Citazione di: Jacopus il 31 Luglio 2025, 21:42:33 PMQuali prove hai per dire che la teoria del buon selvaggio non ha fondamenti? Per il resto sono d'accordo. Nelle comunità animali (compresa quelle umane) sono presenti dinamiche di cura, solidaristiche e dinamiche egoistiche o di conflittualità. Ma se restiamo nel campo emotivo ancestrale, queste dinamiche sono tutte presenti per un unico scopo: la sopravvivenza della specie. A proposito del buon selvaggio. Vi sono tribù inuit che per ben accogliere lo straniero, lo invitano a dormire con la propria moglie. Nella tribù amazzonica degli yamomano invece fanno a gara a chi uccide più nemici (membri di altre tribù rivali). Quindi il "buon selvaggio", nella accezione rousseouiana è "double face", il che è coerente, poiché in questi due esempi è già in funzione la neocorteccia, che in sinergia con l'ambiente, ha trovato delle risposte originali e creative (non istintuali) al problema fondamentale della sopravvivenza. Ma precedentemente allo sviluppo delle culture inuit e yamomano, vi è un patrimonio neurobiologico che va indagato e che costituisce le fondamenta di ogni cultura successiva. Lo sforzo di Panksepp (che ho citato prima) è quello di cercare queste fondamenta in stati affettivi di base, piuttosto che nell' inconscio freudiano (Freud non a caso si definiva archeologo della mente). E fra questi stati affettivi di base vi è la cura e la sofferenza in caso di mancata cura. Del resto la potenza di questi sistemi è provata laddove essa manca nei cuccioli di ogni specie di mammifero ed uccello, che subiranno un grave deficit nello sviluppo e vari tipi di fragilità comportamentale in assenza di quelle attività di cura. Fra il "buon selvaggio" e lo "homo homini lupus" ho l'impressione che il primo sia più "naturale" del secondo. Ma comprendo bene che il concetto di "homo homini lupus" si afferma necessariamente con lo sviluppo della civiltà, che rende impossibile un ritorno naive al "buon selvaggio". Il ritorno a forme di compensazione rispetto all'homo homini lupus, in un sistema artificiale, può avvenire solo artificialmente e non "a detour".E' proprio quest'ultima affermazione che é infondata, l'idea cioé che con la civiltà si affermi un'addizione di violenza nella specie umana, concetto implicito nell'idea di "buon selvaggio".

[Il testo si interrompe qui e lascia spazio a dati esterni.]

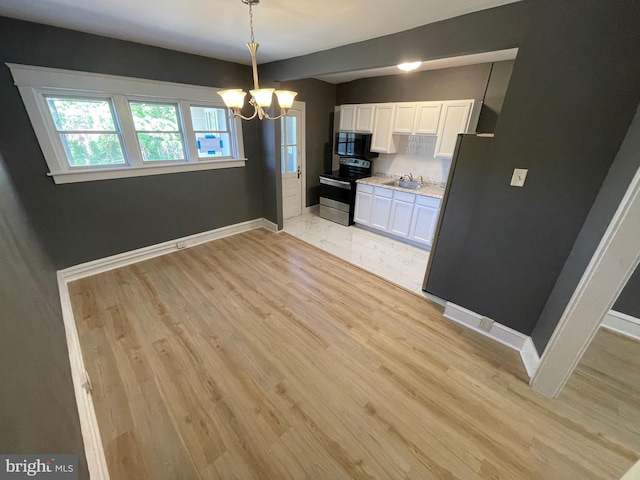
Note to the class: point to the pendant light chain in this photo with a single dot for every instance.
(261, 98)
(251, 21)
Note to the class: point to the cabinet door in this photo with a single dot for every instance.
(380, 212)
(382, 138)
(423, 224)
(364, 118)
(455, 119)
(405, 115)
(427, 118)
(364, 203)
(347, 118)
(400, 223)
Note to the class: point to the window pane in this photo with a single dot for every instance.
(291, 159)
(161, 146)
(213, 144)
(290, 125)
(208, 119)
(71, 114)
(92, 149)
(154, 117)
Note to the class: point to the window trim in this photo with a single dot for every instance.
(34, 83)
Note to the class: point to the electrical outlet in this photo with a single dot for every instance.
(486, 324)
(519, 176)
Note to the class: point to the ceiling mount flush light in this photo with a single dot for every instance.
(407, 67)
(260, 97)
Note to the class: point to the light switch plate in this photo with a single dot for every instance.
(519, 176)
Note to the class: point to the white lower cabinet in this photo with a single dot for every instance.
(364, 203)
(381, 210)
(425, 217)
(401, 214)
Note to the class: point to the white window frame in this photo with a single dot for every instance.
(36, 83)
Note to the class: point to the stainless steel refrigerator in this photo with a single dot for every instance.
(455, 216)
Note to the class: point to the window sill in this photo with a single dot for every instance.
(126, 172)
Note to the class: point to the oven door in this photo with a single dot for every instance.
(336, 200)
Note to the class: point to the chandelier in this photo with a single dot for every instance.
(260, 97)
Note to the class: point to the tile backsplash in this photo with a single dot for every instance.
(415, 156)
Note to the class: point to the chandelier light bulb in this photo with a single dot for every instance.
(407, 67)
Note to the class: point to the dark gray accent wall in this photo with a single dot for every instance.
(485, 31)
(624, 167)
(629, 300)
(571, 97)
(494, 97)
(445, 84)
(84, 221)
(38, 412)
(320, 100)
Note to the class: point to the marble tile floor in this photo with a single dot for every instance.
(398, 262)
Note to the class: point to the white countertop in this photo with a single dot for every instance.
(429, 189)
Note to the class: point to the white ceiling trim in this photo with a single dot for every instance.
(220, 28)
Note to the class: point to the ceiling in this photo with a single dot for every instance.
(220, 28)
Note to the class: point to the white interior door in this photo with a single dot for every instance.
(293, 161)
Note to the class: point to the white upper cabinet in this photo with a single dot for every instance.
(357, 118)
(427, 118)
(455, 119)
(382, 140)
(364, 118)
(417, 118)
(347, 118)
(405, 116)
(388, 120)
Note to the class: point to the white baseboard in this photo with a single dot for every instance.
(94, 450)
(315, 209)
(269, 225)
(500, 333)
(127, 258)
(623, 324)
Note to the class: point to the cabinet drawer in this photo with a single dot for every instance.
(428, 201)
(383, 192)
(365, 188)
(404, 196)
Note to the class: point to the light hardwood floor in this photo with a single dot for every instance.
(260, 356)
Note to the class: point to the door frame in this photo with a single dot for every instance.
(301, 106)
(611, 266)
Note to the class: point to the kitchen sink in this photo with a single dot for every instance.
(404, 184)
(412, 185)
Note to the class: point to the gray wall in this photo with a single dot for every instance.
(624, 167)
(69, 224)
(444, 84)
(570, 100)
(38, 411)
(629, 300)
(84, 221)
(485, 82)
(320, 99)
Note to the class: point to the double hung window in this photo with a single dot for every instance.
(93, 126)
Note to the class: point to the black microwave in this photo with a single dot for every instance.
(349, 144)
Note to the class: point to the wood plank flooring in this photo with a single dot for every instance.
(260, 356)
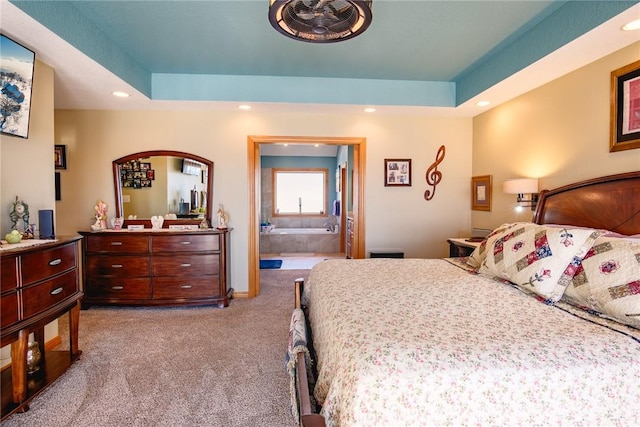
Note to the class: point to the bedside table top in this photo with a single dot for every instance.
(463, 241)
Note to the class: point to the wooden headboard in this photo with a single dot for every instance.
(610, 202)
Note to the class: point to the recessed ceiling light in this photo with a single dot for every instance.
(633, 25)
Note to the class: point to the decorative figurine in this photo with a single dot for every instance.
(19, 212)
(101, 216)
(222, 219)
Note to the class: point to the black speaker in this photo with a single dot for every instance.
(45, 218)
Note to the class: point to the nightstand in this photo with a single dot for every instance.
(461, 246)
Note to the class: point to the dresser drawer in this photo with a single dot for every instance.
(9, 314)
(117, 266)
(186, 265)
(185, 243)
(117, 243)
(44, 295)
(186, 287)
(120, 288)
(39, 265)
(9, 273)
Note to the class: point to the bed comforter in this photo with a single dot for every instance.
(414, 342)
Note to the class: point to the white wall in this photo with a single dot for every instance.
(27, 167)
(558, 133)
(27, 164)
(395, 217)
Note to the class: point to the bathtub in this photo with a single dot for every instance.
(298, 240)
(300, 231)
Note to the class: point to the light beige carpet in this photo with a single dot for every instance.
(198, 366)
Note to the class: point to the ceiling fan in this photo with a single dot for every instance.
(320, 21)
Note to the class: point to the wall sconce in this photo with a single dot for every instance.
(521, 187)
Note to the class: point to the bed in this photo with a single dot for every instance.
(539, 326)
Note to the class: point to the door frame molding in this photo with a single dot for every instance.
(254, 172)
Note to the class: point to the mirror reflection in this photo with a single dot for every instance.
(171, 184)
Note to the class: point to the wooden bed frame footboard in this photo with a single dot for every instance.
(307, 417)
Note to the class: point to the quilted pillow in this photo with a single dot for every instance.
(608, 279)
(538, 258)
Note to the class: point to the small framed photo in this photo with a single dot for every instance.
(397, 172)
(481, 193)
(60, 156)
(625, 108)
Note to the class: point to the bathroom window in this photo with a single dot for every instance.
(299, 191)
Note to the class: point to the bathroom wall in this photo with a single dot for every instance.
(266, 208)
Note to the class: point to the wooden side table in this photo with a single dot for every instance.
(461, 246)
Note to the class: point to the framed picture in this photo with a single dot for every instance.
(625, 108)
(481, 193)
(60, 156)
(397, 172)
(16, 79)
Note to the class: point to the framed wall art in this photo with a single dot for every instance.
(16, 80)
(397, 172)
(481, 193)
(625, 108)
(60, 156)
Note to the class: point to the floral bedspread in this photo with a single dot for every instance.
(415, 342)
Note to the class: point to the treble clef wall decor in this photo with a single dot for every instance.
(433, 175)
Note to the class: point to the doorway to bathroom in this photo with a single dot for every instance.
(355, 182)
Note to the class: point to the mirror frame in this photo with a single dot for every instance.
(117, 185)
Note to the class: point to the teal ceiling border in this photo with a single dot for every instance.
(566, 21)
(306, 90)
(62, 18)
(565, 24)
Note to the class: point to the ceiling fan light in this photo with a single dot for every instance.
(320, 21)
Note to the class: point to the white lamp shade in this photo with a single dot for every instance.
(520, 186)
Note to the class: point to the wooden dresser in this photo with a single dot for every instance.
(156, 267)
(39, 284)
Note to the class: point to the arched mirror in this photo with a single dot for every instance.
(172, 184)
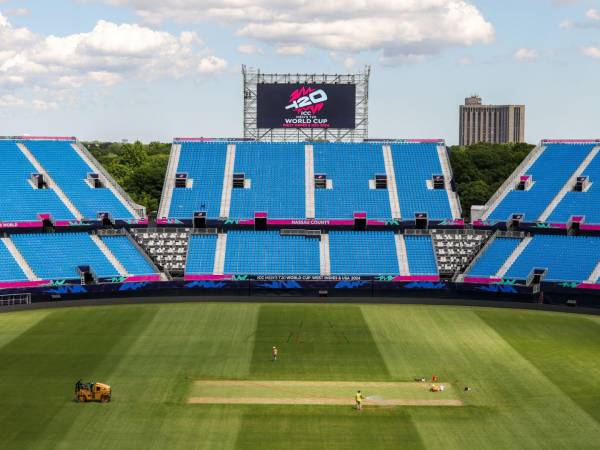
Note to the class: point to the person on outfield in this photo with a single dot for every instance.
(359, 399)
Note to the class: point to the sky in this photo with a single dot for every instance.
(157, 69)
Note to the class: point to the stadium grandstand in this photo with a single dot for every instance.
(310, 216)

Naturalmente gli esempi dei popoli selvaggi di oggi non sono pertinenti, perché il confronto va fatto con gli uomini che risiedevano originariamente negli stessi territori dove poi si é sviluppata la civiltà, dove per una frattura di femore curata potrai trovare centinaia di morti per ferite procurate con armi, e se anche in certi tratti temporali si può notare qualche aumento, rispetto alla generale discesa della quantità di morti artificiali, questo dipende dal l'evoluzione tecnologica che rende la pratica dell'uccisione più semplice.
Se gli uomini civilizzati di oggi, in 80 anni di convivenza con l'atomica, il bottone per farla partire non lo hanno mai premuto, puoi stare tranquillo che i selvaggi loro avi lo avrebbero premuto da tempo.
Volevo poi farti notare, jacopus, che questo discorso sulla natura violenta umana non é collineare con la dicotomia solidarietà egoismo, perché ho già spiegato che gli atti istintivi violenti hanno spesso un. fondamento di tutela della comunità, e quindi sono solidaristici.